About 9 million federal student loan borrowers are in default, meaning they are at least 270 days behind on payments, CNBC said. The Ministry of Education is authorized to collect this debt by intercepting certain government payments.
Recovery actions have been halted since the start of the Covid-19 pandemic, as well as regular loan repayments and interest.
Loan repayments are set to restart on May 1, prompting fears that the government will also start to seize tax refunds, credits and other benefits after that date, according to CNBC.
But the Department for Education has now said it will not restart these collection actions until six months after the end of the Covid payment break.
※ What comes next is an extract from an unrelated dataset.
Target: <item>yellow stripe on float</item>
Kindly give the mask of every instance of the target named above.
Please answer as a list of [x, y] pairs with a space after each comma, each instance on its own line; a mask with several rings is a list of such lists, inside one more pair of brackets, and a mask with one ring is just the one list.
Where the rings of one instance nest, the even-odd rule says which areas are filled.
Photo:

That would be after Nov. 1, if the hiatus isn’t extended again, according to CNBC.
“This policy means you won’t lose money on certain government payments, such as Child Tax Credit, Social Security payments, and tax refunds for the 2022 tax season,” the website says. the agency, according to CNBC.
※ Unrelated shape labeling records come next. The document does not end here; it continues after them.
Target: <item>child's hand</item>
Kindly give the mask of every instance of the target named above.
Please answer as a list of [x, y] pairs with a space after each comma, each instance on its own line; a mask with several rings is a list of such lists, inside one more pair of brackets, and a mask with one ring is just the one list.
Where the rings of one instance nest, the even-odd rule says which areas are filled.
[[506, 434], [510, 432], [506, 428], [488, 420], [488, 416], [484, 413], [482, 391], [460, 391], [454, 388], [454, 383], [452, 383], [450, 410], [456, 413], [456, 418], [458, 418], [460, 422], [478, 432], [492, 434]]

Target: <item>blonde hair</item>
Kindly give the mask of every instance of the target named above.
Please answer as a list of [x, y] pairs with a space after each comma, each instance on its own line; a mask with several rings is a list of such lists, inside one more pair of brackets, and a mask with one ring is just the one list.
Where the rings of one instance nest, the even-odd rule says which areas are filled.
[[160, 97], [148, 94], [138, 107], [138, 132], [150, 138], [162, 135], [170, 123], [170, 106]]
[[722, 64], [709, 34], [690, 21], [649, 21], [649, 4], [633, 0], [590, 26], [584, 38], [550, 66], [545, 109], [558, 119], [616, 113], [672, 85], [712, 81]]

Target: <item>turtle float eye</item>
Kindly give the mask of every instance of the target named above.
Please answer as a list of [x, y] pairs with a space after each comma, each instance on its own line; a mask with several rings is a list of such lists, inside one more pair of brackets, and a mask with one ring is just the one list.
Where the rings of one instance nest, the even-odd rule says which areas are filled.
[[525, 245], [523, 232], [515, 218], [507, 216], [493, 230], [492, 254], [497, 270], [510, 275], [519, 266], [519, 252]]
According to Forbes, federal student loan repayments and regular interest rates are still expected to resume on May 1. Supporters are pushing President Joe Biden to extend the relief beyond May.
The Department for Education announced another round of student loan cancellations earlier this month. Nearly 16,000 borrowers will benefit. The loans concerned amount to 415 million dollars.
Since taking office, the Biden administration has written off billions in student loan debt, but the moves represent only a small portion of the U.S. total. Nationally, student loan debt amounts to nearly $1.8 trillion and is held by 43 million people.